I'm not really good at fun-to-know, human interest stuff. We're not 'celebrities', whose life itself is a performance. Good or bad or ugly, we are our words. They're what people meet.
That's the most terrible thing about being an author - standing there at your mother's funeral, but you don't switch the author off. So your own innermost thoughts are grist for the mill. Who was it said - one of the famous lady novelists - 'unhappy is the family that contains an author'?
Neither of my parents went to church, but they did everything that you needed to do to be Christian. That's something a Quaker would call an intimation of the divine.
The 'New Testament', now, I quite liked. Jesus had a lot of good things to say, and as for his father, he must have been highly thought of by the community to work with wood - a material that couldn't have been widely available in Palestine.
There is a rumour going around that I have found God. I think this is unlikely because I have enough difficulty finding my keys, and there is empirical evidence that they exist.
I don't think about the end game. I've got lots to occupy my mind. It's the rage that keeps me going.
It occurred to me that at one point it was like I had two diseases - one was Alzheimer's, and the other was knowing I had Alzheimer's.
There is a soak-the-rich attitude in the air, a feeling that if you have a lot of money you must have got it by some ghastly means.
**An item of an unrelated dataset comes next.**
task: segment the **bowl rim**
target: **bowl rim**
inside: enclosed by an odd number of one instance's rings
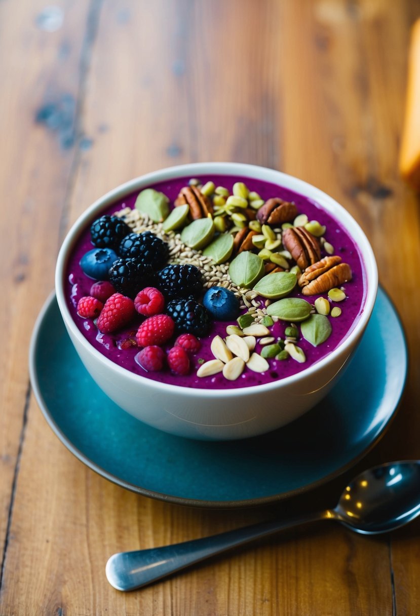
[[[301,371],[278,379],[270,383],[256,386],[236,387],[233,389],[196,389],[182,385],[172,385],[154,381],[146,376],[132,372],[113,362],[93,347],[83,336],[76,325],[67,306],[64,293],[64,280],[65,267],[71,250],[78,238],[80,232],[86,228],[90,222],[102,210],[112,205],[113,201],[123,198],[137,190],[146,188],[151,184],[172,180],[178,177],[195,177],[200,175],[237,176],[239,177],[249,179],[259,179],[277,184],[280,187],[289,188],[300,193],[307,198],[311,199],[326,210],[327,213],[339,221],[357,246],[360,258],[365,272],[366,294],[361,313],[353,328],[342,339],[330,353]],[[355,237],[355,235],[356,237]],[[133,383],[142,383],[152,389],[159,388],[161,391],[174,395],[193,394],[198,397],[226,398],[241,397],[250,395],[256,391],[262,394],[264,391],[275,389],[286,385],[299,383],[302,379],[310,377],[320,372],[325,368],[333,363],[341,355],[349,354],[352,346],[364,331],[373,309],[378,286],[378,268],[375,257],[371,245],[358,223],[343,206],[326,193],[312,184],[301,180],[293,176],[276,169],[257,165],[243,163],[209,162],[192,163],[177,165],[158,169],[140,176],[119,185],[111,190],[96,200],[88,207],[73,224],[67,232],[59,252],[55,267],[55,293],[60,311],[67,327],[76,337],[83,347],[108,369],[113,370],[116,374],[128,379]]]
I can quite happily say there was never any family money. All the money we got was mine, just from writing books.
Tolkien is eminently filmable, I think. 'The Lord of the Rings' is intensely... landscaped. But 'Discworld' is about dialogue, which is one reason why it might be hard to film.
In my heart, I'm just a kid from the council houses. I can remember the old cottage and my dad coming round with the tin bath. I'm not a rich man.
There can be no better grounding for a lifetime as an author than to see humanity in all its various guises through the lens of the reporter for the town.
I believe everyone should have a good death. You know, with your grandchildren around you, a bit of sobbing. Because after all, tears are appropriate on a death bed. And you say goodbye to your loved ones, making certain that one of them has been left behind to look after the shop.
Siren voices tell me, 'You don't have to keep going on.' And then you think, 'I'm a writer. What do I do? Sit there watching my wife clean up?' I don't know. I like being a writer.
I am a great fan of science, but I cannot do a quadratic equation.
I don't really plan. I'm almost intuitive about things.
If you are going to write, say, fantasy - stop reading fantasy. You've already read too much. Read other things; read westerns, read history, read anything that seems interesting, because if you only read fantasy and then you start to write fantasy, all you're going to do is recycle the same old stuff and move it around a bit.
I do not, in fact, use many puns. Certainly there are far fewer than people believe. But I suspect the ones I do occasionally use tend to hang around in people's memories for a while.
The only superstition I have is that I must start a new book on the same day that I finish the last one, even if it's just a few notes in a file. I dread not having work in progress.